How to steer clear of legal landmines in the new year

Protecting your business and “not getting sued” are topics that come up again and again on this blog. Whether you’re an HR professional, business owner or people manager, you’re all too aware how one legal misstep or compliance lapse can lead to much bigger trouble down the road.

That’s why my interest was piqued when I ran across a spot-on article by Susan K. Lessack, a labor and employment law partner with Pepper Hamilton LLP.
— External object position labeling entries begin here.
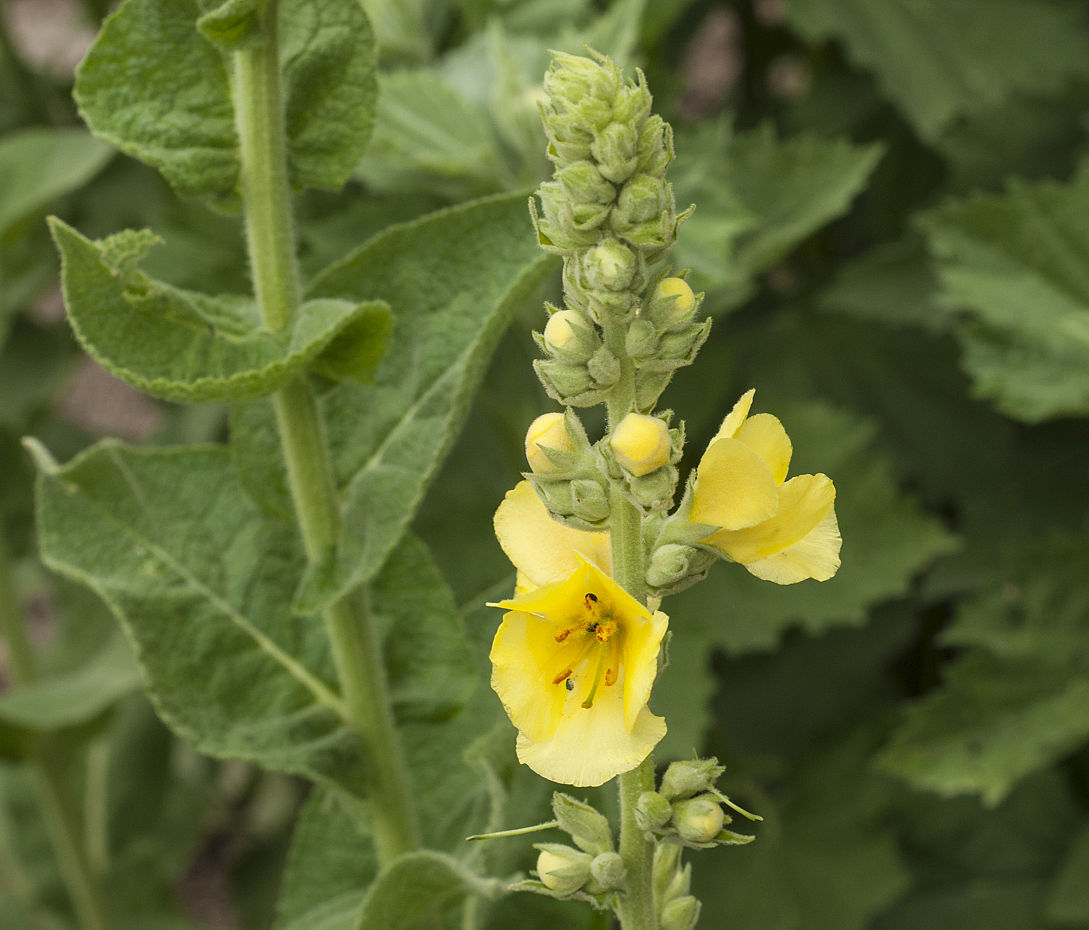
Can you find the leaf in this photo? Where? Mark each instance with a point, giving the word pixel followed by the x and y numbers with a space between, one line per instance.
pixel 61 701
pixel 38 166
pixel 186 346
pixel 758 196
pixel 428 136
pixel 206 600
pixel 417 884
pixel 452 279
pixel 1018 700
pixel 886 539
pixel 1068 897
pixel 181 119
pixel 1016 265
pixel 332 861
pixel 937 60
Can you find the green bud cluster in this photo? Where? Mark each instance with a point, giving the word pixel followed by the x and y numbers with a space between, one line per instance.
pixel 611 213
pixel 590 870
pixel 686 809
pixel 565 472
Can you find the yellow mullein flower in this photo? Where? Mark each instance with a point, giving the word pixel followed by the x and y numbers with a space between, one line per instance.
pixel 575 657
pixel 782 531
pixel 573 663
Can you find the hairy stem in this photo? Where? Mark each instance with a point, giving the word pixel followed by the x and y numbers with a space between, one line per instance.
pixel 59 811
pixel 274 269
pixel 636 907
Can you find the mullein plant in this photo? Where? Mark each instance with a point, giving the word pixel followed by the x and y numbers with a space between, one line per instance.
pixel 595 530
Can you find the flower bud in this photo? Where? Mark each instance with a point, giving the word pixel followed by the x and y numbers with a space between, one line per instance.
pixel 608 871
pixel 640 443
pixel 681 914
pixel 698 819
pixel 550 431
pixel 672 303
pixel 603 367
pixel 610 266
pixel 688 778
pixel 641 339
pixel 616 150
pixel 562 869
pixel 589 501
pixel 569 335
pixel 652 811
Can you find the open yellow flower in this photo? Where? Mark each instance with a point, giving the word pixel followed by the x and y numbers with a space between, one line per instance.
pixel 575 657
pixel 782 531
In her “Top Ten Things to Do in 2010,” Lessack discusses some important actions for minimizing the risk of employment-related litigation in the new year. In a nutshell, she suggests that you:

1. Make sure your company has a pandemic plan
2. Check your policies to ensure they’re a friend of GINA
3. Be sure you comply with the regulations issued by the Office of Federal Contract Compliance Programs (OFCCP) if you’re a federal government contractor
4. Ensure that disability leave policies do not contain inflexible provisions
5. Audit your wage-and-hour practices
6. Review relationships with independent contractors to evaluate whether those individuals are classified properly
7. Consider having a policy that advises employees who need a reasonable accommodation to request one
8. Review existing communication systems to ensure that employees have a way of raising concerns, and train manager to be effective in listening to and addressing those concerns
9. Develop a policy concerning employee use of social media, such as blogs, Facebook, MySpace and the like
10. Remember to document and communicate to employees any performance problems

Do yourself a favor and check out Lessack’s article for a quick snapshot of the best tactics for keeping your hands clean of any messy legal snafus. Many of the suggestions have been covered in this blog before, but they’re all points worth repeating. As are Lessack’s final words of advice for the litigation leery: “Remember that employees who feel they are treated fairly and with respect are less likely to bring claims against their employers.”